No you dont, Coffee Hit are responsible whether they like it or not!

Really poor show from Coffee Hit if they are ignoring their legal responsibilities under the Sale of Goods act.


----------



## Geordie Boy (Nov 26, 2012)

I know there's a few of us saying exactly the same thing but the seller took your money and has the legal responsibility to you. The distributor has no legal responsibility to help you (if they did it would be purely on good faith as it would be directly costing them money)


----------



## CallumT (Aug 23, 2013)

Cream supplies do porlex spares.

Coffeehit have been really decent with an issue I had to get sorted with my bonavita kettle. Porlex grinders are really hard to get now for some reason they used to be our retail grinder of choice in upshot but we just can't get hold of them!

Prices have also skyrocketed


----------



## Geordie Boy (Nov 26, 2012)

At the BB forum day, Claudette commented that they wanted to change their distribution and sell them direct (and wasn't expecting to sell then again). It was after that the prices went up and they suddenly got harder to find in the UK


----------



## monkeyboyo (Jul 6, 2012)

Thanks all for your helpful contributions.

Written back to CoffeeHit. We'll see what gives.


----------



## marcuswar (Aug 19, 2013)

I'd certainly agree that CoffeeHit are still legally obliged to help if they were the people who sold it to you. The fact that they no longer stock it is irrelevant.


----------



## Charliej (Feb 25, 2012)

I've heard of people with issues emailing Porlex directly and they have sorted the problems out so might be worth emailing them with some photos and a copy of your Coffee Hit receipt.


----------



## urbanbumpkin (Jan 30, 2013)

I contacted Porlex directly via email and they were excellent. This was to do with the burr that supplied on a brand new Porlex. This completely confused my introduction to coffee and nearly ended it.

They shipped me out a brand new set of burrs completely free of charge from Japan and were excellent.

I also experienced really poor service from the place I bought them from.

In my case it was Hasbean. It was completely clear that the Porlex burrs were defective and got the complete fob off.

After Porlex had sent out the replacement burrs I emailed Hasbean on a couple of occasions pointing out their the issues with their customer service but got more fob off.

I wasn't after anything more than "sorry about this we should have picked up on this" but instead I think I had and email back saying along the lines of "...you've got your burrs what more do you want".

Which is a real shame as I've heard of people getting great customer service from Hasbean.

I have to say It's made me begrudge giving them future custom.

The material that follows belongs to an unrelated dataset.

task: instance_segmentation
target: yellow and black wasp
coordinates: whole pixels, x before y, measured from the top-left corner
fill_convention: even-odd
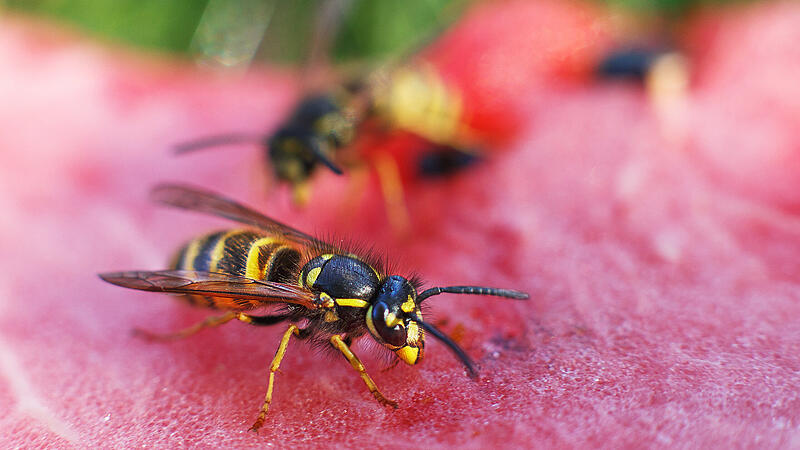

That and preferring darker roasts....anyway rant over.


----------



## Geordie Boy (Nov 26, 2012)

As promised, here's some photos of the fit on mine, firstly the mini Porlex










Secondly the tall Porlex


----------



## adam0bmx0 (Feb 20, 2014)

The metal hole on the handle deforms over time as it pops off the spindle when being rotated. Would help if the spindle was a couple of mm longer.

Mine is more deformed than the OP's, not a snug fit at all anymore but just about still usable.


----------



## marcuswar (Aug 19, 2013)

I think I would investigate drilling a small hole through the shaft and using a split pin to keep the handle on the shaft.


----------



## marcuswar (Aug 19, 2013)

...obviously I mean this as a preventative measure.


----------



## jonathan (Aug 14, 2013)

Similar problems with mine. Try googleing porlex handle mod.

Not tried to do any of these yet, but would be interested to hear how people get on.


----------



## Ian_B (Jan 14, 2016)

I know that this is an old thread but after four years of daily use the outer ceramic burr on my Porlex Mini has just broken. I was surprised as I expected it to wear, not break! I actually got mine in Japan but I have just ordered a replacement burr from Hasbean and now I'm worried after comments here about whether that was a good idea! Hopefuily OK now after three years - their website seems very slick, so fingers crossed!

Oh, and I have had no problem with the handle. The grinder is used by myself and my family up to four times a day. So it has potentially ground coffee for 4-5000 cups in its life


----------



## Lucian_Blue (Feb 2, 2018)

Burrs touch each other at 1 and 2 clicks, resulting uneven grind and a very short life for it. Too expensive because of that. I'd choose different if i had to do it again.!


----------



## MWJB (Feb 28, 2012)

Lucian_Blue said:


> Burrs touch each other at 1 and 2 clicks, resulting uneven grind and a very short life for it. Too expensive because of that. I'd choose different if i had to do it again.!.


That's normal for these types of grinders, the outer burr floats. You won't find any ceramic burr grinders that are different in that respect, in this price range (one, or other of the burrs will be floating). What happens at 3-4 clicks?

Grind quality is even enough for tasty cups.


----------